- Dakshin Raypur Location in West Bengal Dakshin Raypur Location in India
- Coordinates: 22°24′15″N 88°09′04″E﻿ / ﻿22.4043°N 88.1512°E
- Country: India
- State: West Bengal
- District: South 24 Parganas
- CD block: Budge Budge II

Area
- • Total: 4.42 km^{2} (1.71 sq mi)
- Elevation: 9 m (30 ft)

Population (2011)
- • Total: 14,076
- • Density: 3,180/km^{2} (8,250/sq mi)

Languages
- • Official: Bengali
- • Additional official: English
- Time zone: UTC+5:30 (IST)
- PIN: 743318
- Telephone code: +91 33
- Vehicle registration: WB-19 to WB-22, WB-95 to WB-99
- Lok Sabha constituency: Diamond Harbour
- Vidhan Sabha constituency: Budge Budge
- Website: www.s24pgs.gov.in

= Dakshin Raypur =

Dakshin Raypur is a census town within the jurisdiction of the Nodakhali police station in the Budge Budge II CD block in the Alipore Sadar subdivision of the South 24 Parganas district in the Indian state of West Bengal.

==Geography==

===Area overview===
Alipore Sadar subdivision is the most urbanized part of the South 24 Parganas district. 59.85% of the population lives in urban areas and 40.15% lives in the rural areas. In the northern portion of the subdivision (shown in the map alongside) there are 21 census towns. The entire district is situated in the Ganges Delta and the subdivision, on the east bank of the Hooghly River, is an alluvial stretch, with industrial development.

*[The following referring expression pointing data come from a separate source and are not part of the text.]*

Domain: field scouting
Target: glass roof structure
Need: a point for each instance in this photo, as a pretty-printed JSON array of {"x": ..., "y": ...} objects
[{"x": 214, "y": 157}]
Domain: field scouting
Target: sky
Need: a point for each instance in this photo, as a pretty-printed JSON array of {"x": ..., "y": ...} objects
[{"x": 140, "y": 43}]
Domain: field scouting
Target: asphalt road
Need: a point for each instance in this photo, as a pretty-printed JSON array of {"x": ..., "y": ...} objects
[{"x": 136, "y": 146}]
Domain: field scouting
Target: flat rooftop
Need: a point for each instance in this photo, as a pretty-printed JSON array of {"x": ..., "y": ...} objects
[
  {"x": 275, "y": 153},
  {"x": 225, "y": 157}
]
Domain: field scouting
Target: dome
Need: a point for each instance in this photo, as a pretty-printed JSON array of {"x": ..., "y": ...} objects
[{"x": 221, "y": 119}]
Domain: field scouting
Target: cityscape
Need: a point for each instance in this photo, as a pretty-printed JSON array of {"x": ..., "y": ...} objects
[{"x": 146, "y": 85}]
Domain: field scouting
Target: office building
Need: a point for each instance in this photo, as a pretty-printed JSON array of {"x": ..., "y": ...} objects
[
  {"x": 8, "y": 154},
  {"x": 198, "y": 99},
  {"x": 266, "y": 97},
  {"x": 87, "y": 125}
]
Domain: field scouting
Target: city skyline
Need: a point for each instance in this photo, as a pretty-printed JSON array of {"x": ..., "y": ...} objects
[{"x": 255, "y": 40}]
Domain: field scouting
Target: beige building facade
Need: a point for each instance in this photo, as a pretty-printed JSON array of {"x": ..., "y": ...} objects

Note: The map alongside presents some of the notable locations in the subdivision. All places marked in the map are linked in the larger full screen map.

===Location===
Dakshin Raypur is located at . It has an average elevation of 9 m.

Bowali, Chak Kashipur, Chak Alampur, Dakshin Raypur and Poali form a cluster of census towns, as per the map of the Budge Budge II CD block on page 181 of the District Census Handbook 2011 for the South 24 Parganas.

==Demographics==
According to the 2011 Census of India, Dakshin Raypur had a total population of 14,076, of which 7,245 (51%) were males and 6,831 (49%) were females. There were 1,488 people in the age range of 0 to 6 years. The total number of literate people was 9,608 (76.33% of the population over 6 years).

==Infrastructure==
According to the District Census Handbook 2011, Dakshin Raypur covered an area of 4.422 km^{2}. Among the civic amenities, the water supply involved over-head tank. It had 1,341 domestic electric connections. Among the educational facilities it had were 7 primary schools and 1 secondary school. Three important commodities it produced were papad, pottery and zari wok.

==Economy==
===Tourism===
There is a three-storeyed Bhagirathi Inspection Bungalow of the Public Health Engineering Department built in 2003, initially for departmental people visiting the place in connection with work in the nearby water-treatment plant, but later partially open to the general public, with advance reservation from 33 & 33/1 Chetla Central Road, Kolkata. The first floor balcony has a view of the Hooghly.

==Transport==
A short stretch of local roads link Dakshin Raypur to the Budge Budge Trunk Road.

Budge Budge railway station is located nearby.

==Education==
Raipur Sri Sri Ramakrishna Amrita Vidyalaya is a Bengali-medium coeducational institution established in 1926. It has facilities for teaching from class VI to class XII.

==Healthcare==
Lakshmibala Dutta Rural Hospital, with 30 beds, at Bakrahat, is the major government medical facility in the Budge Budge II CD block.